A 30-year-old man sustained traumatic amputations of three of his left fingers while at work. A heavy object fell when a supporting chain snapped; although he moved quickly, three of his left distal fingers were caught under the object. He was flown to a hospital for definitive hand care.
During the preadmission history and physical, it was noted that the patient had mild right knee pain in addition to his finger injuries. He had experienced no head injury and no loss of consciousness or other complaints. He did not remember injuring his leg, although he said it might have been struck by the falling object; all he could remember was the injury to his fingers.
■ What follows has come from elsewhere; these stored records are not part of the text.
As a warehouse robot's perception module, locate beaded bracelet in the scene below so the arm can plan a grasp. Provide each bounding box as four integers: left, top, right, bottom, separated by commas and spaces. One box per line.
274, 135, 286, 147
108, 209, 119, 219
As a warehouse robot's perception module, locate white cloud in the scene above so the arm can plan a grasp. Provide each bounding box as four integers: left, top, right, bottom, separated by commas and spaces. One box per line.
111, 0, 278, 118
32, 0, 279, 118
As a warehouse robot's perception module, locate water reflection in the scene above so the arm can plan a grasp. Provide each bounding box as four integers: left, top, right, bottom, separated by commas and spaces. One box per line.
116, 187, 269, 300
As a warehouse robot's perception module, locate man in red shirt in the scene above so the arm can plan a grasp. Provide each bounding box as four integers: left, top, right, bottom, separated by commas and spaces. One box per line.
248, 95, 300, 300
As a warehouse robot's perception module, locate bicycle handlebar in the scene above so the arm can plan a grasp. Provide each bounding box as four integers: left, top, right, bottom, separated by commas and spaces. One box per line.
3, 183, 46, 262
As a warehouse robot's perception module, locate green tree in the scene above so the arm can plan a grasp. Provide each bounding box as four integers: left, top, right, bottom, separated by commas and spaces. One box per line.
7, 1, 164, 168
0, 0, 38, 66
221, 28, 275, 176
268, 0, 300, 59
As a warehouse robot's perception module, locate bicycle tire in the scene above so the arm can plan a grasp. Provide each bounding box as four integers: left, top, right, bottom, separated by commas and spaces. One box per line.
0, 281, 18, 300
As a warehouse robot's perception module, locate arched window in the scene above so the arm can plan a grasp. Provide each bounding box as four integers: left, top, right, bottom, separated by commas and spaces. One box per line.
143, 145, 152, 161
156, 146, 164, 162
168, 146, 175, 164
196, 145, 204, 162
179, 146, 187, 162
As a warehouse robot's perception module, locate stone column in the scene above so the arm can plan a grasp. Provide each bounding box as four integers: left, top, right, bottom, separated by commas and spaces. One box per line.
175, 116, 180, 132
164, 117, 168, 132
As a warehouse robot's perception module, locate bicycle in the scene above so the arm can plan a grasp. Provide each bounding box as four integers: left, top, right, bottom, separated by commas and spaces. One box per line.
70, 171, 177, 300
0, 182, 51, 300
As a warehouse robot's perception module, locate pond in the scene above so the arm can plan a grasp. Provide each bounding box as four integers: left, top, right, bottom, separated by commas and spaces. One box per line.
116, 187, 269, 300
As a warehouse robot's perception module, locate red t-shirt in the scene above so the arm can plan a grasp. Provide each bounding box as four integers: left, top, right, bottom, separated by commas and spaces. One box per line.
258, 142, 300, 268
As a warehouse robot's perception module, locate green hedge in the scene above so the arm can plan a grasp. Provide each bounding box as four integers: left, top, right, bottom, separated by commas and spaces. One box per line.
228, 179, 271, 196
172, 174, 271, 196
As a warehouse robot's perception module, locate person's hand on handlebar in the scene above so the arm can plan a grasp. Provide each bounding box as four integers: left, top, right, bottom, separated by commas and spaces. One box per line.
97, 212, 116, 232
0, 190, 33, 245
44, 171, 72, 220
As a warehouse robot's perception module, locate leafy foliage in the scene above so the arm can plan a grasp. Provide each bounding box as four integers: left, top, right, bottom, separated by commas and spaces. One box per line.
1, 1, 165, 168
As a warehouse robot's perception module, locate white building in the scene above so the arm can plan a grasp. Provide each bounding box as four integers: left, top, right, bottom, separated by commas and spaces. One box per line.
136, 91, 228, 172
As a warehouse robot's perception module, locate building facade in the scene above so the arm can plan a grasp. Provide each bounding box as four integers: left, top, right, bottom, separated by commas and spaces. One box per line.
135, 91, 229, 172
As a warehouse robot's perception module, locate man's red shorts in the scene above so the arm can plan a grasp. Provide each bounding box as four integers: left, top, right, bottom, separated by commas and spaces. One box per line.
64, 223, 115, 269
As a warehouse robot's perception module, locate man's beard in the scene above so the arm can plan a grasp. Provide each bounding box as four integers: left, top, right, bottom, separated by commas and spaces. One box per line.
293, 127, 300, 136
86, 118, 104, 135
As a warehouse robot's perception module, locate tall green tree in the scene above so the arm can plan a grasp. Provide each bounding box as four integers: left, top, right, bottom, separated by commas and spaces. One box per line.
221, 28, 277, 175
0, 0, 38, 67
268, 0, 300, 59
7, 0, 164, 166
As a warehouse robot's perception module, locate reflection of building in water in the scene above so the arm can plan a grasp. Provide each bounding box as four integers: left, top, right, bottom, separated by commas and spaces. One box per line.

On physical exam, the only abnormality other than the man’s traumatic finger amputations was mild right knee edema and a small bruised area medially. Initially, he complained of mild pain on palpation and moderate pain with passive range of motion, but range of motion was intact. His pain was worse at the proximal, medial tibial area, and he had mild lateral mid-calf tenderness though no bruising. Distally, his right lower extremity motor and sensory function were intact, and he had no open wounds or skin breakdown. He had 2+ dorsalis pedis pulse and 1+ posterior tibial pulse. The toes were pink and warm with brisk capillary refill. All compartments were soft and compressible.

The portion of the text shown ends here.